Real compilers optimize

Just like you’re not a real programmer unless you used a teletype to write common lisp, you’re not a real compiler unless you optimize or so I’ve heard. After all with brainfuck there are some really low hanging fruit: it doesn’t take much to look at a sequence like

++++++++++++

and wonder: instead of compiling this to twelve increment instructions, why not just use an addition? So this is exactly what we will do. There are four common patterns we want to look for and optimize:

  • Multiple pointer increments into a single pointer addition
  • Multiple pointer decrements into a single pointer subtraction
  • Multiple cell increments into a single cell addition
  • Multiple cell decrements into a single cell subtraction

These are usually also some of the most visually recognizable patterns in large blocks of brainfuck code. The result may then look something like this:

parse_pointer_increment:
    mov r8d, 0                  ; set the our character counter to zero
    
    .folding_loop:              ; fold multiple `>` into one addition
        inc r8                  ; increment the counter
        mov dl, byte [rsi + r8] ; grab the next character in the input stream
        cmp dl, '>'             ; check for another `>`
        je .folding_loop        ; if there is another one, repeat
    
    cmp r8d, 1                  ; check how many `>` we found
    jne .add_multiple           ; more than one -> use add instead of increment
    
    mov byte [rdi],     0x48    ; single `>`, just emit a `inc rsi` (0x48 0xff 0xc6)
    mov byte [rdi + 1], 0xff    
    mov byte [rdi + 2], 0xc6
    add rdi, 3                  ; and increment our ouput pointer by the number of bytes we wrote
    jmp parse_loop              ; continue parsing
    
.add_multiple:
    mov byte [rdi],     0x48    ; found multiple, so we emit a `add rsi, immediate` instruction (0x48 0x83 0xc6 XX)
    mov byte [rdi + 1], 0x83
    mov byte [rdi + 2], 0xc6
    mov byte [rdi + 3], r8b     ; emit the immediate
    add rdi, 4                  ; increment the output pointer by the number of bytes we wrote
    lea rsi, [rsi + r8 - 1]     ; increment the source pointer by the number of repeated chars we read
    jmp parse_loop              ; continue parsing

So whenever we find a > we “peek” ahead in the input stream to count how many > characters follow. If there are none, we bail out of our optimization attempt and do what we did before. Otherwise we collect them into a single pointer addition.
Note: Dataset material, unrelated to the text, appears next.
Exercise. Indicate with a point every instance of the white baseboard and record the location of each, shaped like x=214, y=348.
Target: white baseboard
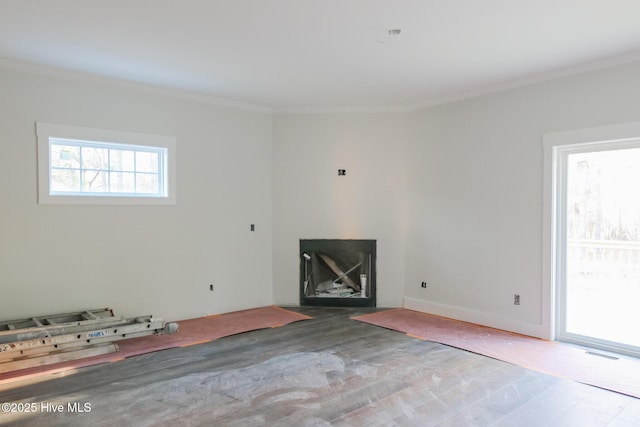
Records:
x=477, y=317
We can then perform similar optimizations for all of <, + and -. But there’s another somewhat common pattern in brainfuck code: [-], which decrements a cell until it is zero. This should also be easy enough to optimize into a single write to that cell:

parse_open_brace:
    cmp byte [rsi + 1], '-'     ; check if the next symbol is a `-`
    jne .normal_brace           ; if not, just parse normally
    cmp byte [rsi + 2], ']'     ; if it was, check if the one after that is a `]`
    jne .normal_brace           ; if not, just parse normally
    
    mov byte [rdi],     0xc6    ; we're dealing with a `[-]`, so just emit a `mov byte [rsi], 0`  (0xc6, 0x06, 0x00)
    mov byte [rdi + 1], 0x06
    mov byte [rdi + 2], 0x00
    add rdi, 3                  ; increment the ouput pointer by 3
    add rsi, 2                  ; increment the source pointer by the number of characters we read
    jmp parse_loop              ; continue parsing
    
    .normal_brace:              ; handle normal loop
        ...                     ; like before...
        jmp parse_loop          ; continue parsing

Are we gcc yet?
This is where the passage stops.